As plantas dedicadas exclusivamente ao etanol de milho precisam comprar biomassa — como cavacos de madeira (wood chips) — e essa matéria orgânica responde por cerca de 7% do custo total de operação. Embora não seja o principal componente da estrutura de despesas, trata-se de um item sensível, especialmente em ciclos de maior pressão sobre margens.
“Tenho ouvido com frequência no setor que o cavaco pode se tornar um freio à expansão. A escassez da matéria-prima tende a provocar alta de preços, o que impacta diretamente o custo de produção. Quando olhamos os últimos cinco anos, o valor da biomassa subiu de forma significativa. Fica claro que existe uma concorrência cada vez maior por áreas aptas ao plantio de eucalipto, que é uma das principais fontes desse insumo”, observa Duff.
Além do etanol
Segundo o analista, essa pressão não vem apenas do setor de etanol de milho. A indústria de Papel & Celulose, especialmente no Mato Grosso do Sul, também tem ampliado a busca por terras destinadas ao cultivo de eucalipto para consumo próprio, intensificando a disputa por áreas e elevando os custos.
“O eucalipto exige um ciclo longo entre plantio e colheita, o que demanda planejamento antecipado. Não é um problema que se resolve em um ano. No mercado de commodities, quando você tem uma demanda forte e pouca capacidade de resposta no curto prazo, os preços tendem a subir de forma acelerada.

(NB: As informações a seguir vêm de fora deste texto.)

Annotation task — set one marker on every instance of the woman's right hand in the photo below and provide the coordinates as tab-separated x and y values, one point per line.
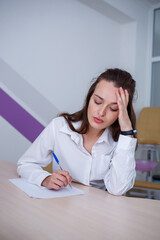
57	180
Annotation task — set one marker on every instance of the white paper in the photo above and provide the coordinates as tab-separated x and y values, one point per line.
42	192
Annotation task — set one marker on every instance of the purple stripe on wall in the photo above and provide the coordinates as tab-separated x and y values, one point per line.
19	118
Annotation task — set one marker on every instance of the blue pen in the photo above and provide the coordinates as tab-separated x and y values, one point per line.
57	161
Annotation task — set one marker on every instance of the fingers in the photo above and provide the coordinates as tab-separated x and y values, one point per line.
122	101
122	96
57	180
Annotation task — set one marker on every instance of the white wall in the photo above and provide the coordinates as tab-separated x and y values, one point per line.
58	46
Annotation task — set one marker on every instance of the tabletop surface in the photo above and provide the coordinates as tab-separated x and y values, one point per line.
94	215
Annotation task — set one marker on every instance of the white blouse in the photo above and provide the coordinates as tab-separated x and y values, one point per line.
111	165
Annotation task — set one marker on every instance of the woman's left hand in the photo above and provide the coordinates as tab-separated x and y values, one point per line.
122	101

Não é uma certeza, mas é um risco claro — e, evidentemente, um ponto de atenção que já está no radar das empresas”, destaca.
Como alternativa, Duff aponta a diversificação das fontes energéticas. Entre as opções, estão o uso de bambu, que apresenta um ciclo de produção mais curto que o do eucalipto, além da braquiária e do biometano, que podem surgir como caminhos complementares para reduzir a dependência de biomassa florestal.